Clearly, Modi had an agenda is exposing Kochi, considering that for three years he had chosen to remain silent about the shareholding pattern of other franchisees. Someone was prodding him to leak Pushkar’s details, and embarrass Tharoor. Usually when such a selective leak of confidential business information takes place, it is an unsuccessful rival who is behind the plans. Even the wily Modi unwittingly may have walked into the trap through the Twitter, a trap laid out by someone who wanted to own a franchise but was ousted by the better bid of Kochi. Political circles in Delhi were speculating names, and that of at least one chief minister who may have wanted a franchise in his state capital kept cropping up. May be the investigations that are now underway will reveal some things that are yet not clear.

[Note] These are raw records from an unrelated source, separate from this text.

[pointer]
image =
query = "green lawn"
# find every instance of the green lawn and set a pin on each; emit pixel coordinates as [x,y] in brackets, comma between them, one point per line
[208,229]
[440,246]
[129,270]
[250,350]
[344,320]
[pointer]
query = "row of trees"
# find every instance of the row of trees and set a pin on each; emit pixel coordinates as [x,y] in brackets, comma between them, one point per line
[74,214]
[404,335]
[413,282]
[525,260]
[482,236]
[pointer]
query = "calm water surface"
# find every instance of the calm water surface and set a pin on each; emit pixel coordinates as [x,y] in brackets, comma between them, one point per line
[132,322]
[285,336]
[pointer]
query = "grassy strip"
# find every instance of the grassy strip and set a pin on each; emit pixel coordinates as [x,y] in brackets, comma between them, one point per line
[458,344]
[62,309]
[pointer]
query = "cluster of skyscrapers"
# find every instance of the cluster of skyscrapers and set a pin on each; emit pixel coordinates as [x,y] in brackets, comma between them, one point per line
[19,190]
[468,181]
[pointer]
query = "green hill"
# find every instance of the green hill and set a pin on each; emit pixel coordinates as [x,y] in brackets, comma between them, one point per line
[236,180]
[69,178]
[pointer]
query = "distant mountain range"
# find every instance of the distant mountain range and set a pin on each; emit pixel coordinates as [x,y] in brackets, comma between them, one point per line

Under pressure from his own colleagues in the Congress party, and unable to pretend that Pushkar was not so close after all, the gentlemanly Tharoor had no option but to put in his papers which he did on April 18. He met with Congress president Sonia Gandhi and the Prime Minister a few times before doing so. It was sad, because Tharoor had been like a breath of fresh air in the Government, an outsider who could now bring in new perspective to India’s dynamic march forward. But for now it was not to be.

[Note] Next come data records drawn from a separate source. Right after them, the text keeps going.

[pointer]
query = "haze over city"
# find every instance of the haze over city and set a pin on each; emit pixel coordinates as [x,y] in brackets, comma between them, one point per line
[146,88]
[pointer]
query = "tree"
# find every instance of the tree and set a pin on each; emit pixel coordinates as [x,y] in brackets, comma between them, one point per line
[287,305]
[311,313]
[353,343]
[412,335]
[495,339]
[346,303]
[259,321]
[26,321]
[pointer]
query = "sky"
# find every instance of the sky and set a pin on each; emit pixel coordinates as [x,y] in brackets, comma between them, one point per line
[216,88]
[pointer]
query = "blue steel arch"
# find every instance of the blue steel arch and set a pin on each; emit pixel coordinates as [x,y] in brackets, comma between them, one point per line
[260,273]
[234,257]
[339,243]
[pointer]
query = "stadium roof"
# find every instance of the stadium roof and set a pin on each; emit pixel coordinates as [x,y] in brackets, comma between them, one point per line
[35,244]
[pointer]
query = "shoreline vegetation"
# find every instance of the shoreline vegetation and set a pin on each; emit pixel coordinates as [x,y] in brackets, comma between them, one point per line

Having sacrificed one of its own, the Government now trained its guns on Modi. ICC president-elect and cabinet minister Sharad Pawar was told in no uncertain terms that the IPL boss had to go, in many quarters Modi was seen as Pawar’s man. In the meanwhile, a barrage of survey operations—a euphemism for raids and searches—were ordered countrywide at the behest of the Finance Ministry. Hordes of officers from the income tax department and directorate of enforcement swooped on the offices of Modi, the franchisees, and some influential office bearers of the IPL. No one was spared, a no-holds-barred attack was being taken to the cricketing establishment by a Government that was clearly embittered by the Twitter. As the flames of allegations of kickbacks leapt high, sponsors and rights holders felt the heat, and those that had managed cheer leaders and other entertainers were questioned. Very significantly, all investments were being back-tracked, and soon it began to appear that some intermediaries could be fronting in the IPL franchises and other related agencies on behalf of more significant and powerful individuals. Some of them could even be stakeholders in the Government. Of doubtless concern is the channelling of huge amounts of money from destinations like the British Virgin Islands and Mauritius, and the setting up of numerous offshore companies to layer the transactions. Could some of the money pumped into the world’s third richest sporting league, valued at USD 4.2 billion, be not so clean?

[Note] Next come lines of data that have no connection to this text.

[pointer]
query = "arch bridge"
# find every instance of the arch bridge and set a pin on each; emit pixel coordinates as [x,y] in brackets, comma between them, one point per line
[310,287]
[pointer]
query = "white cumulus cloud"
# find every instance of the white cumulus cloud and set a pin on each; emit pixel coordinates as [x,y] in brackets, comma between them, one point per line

It is unlikely that Modi will be restored again to his IPL job. Not at least when the current dispensation is in place at the Centre. An interim chairman of the IPL—Chirayu Amin—is now mandated to douse the flames. There will be no more late night parties in IPL IV, we are told. That would indeed be a very small price to pay for all the questions that now confront Indian cricket. In this age of fast-changing, one-line communication, may be a tweet is not so insignificant after all.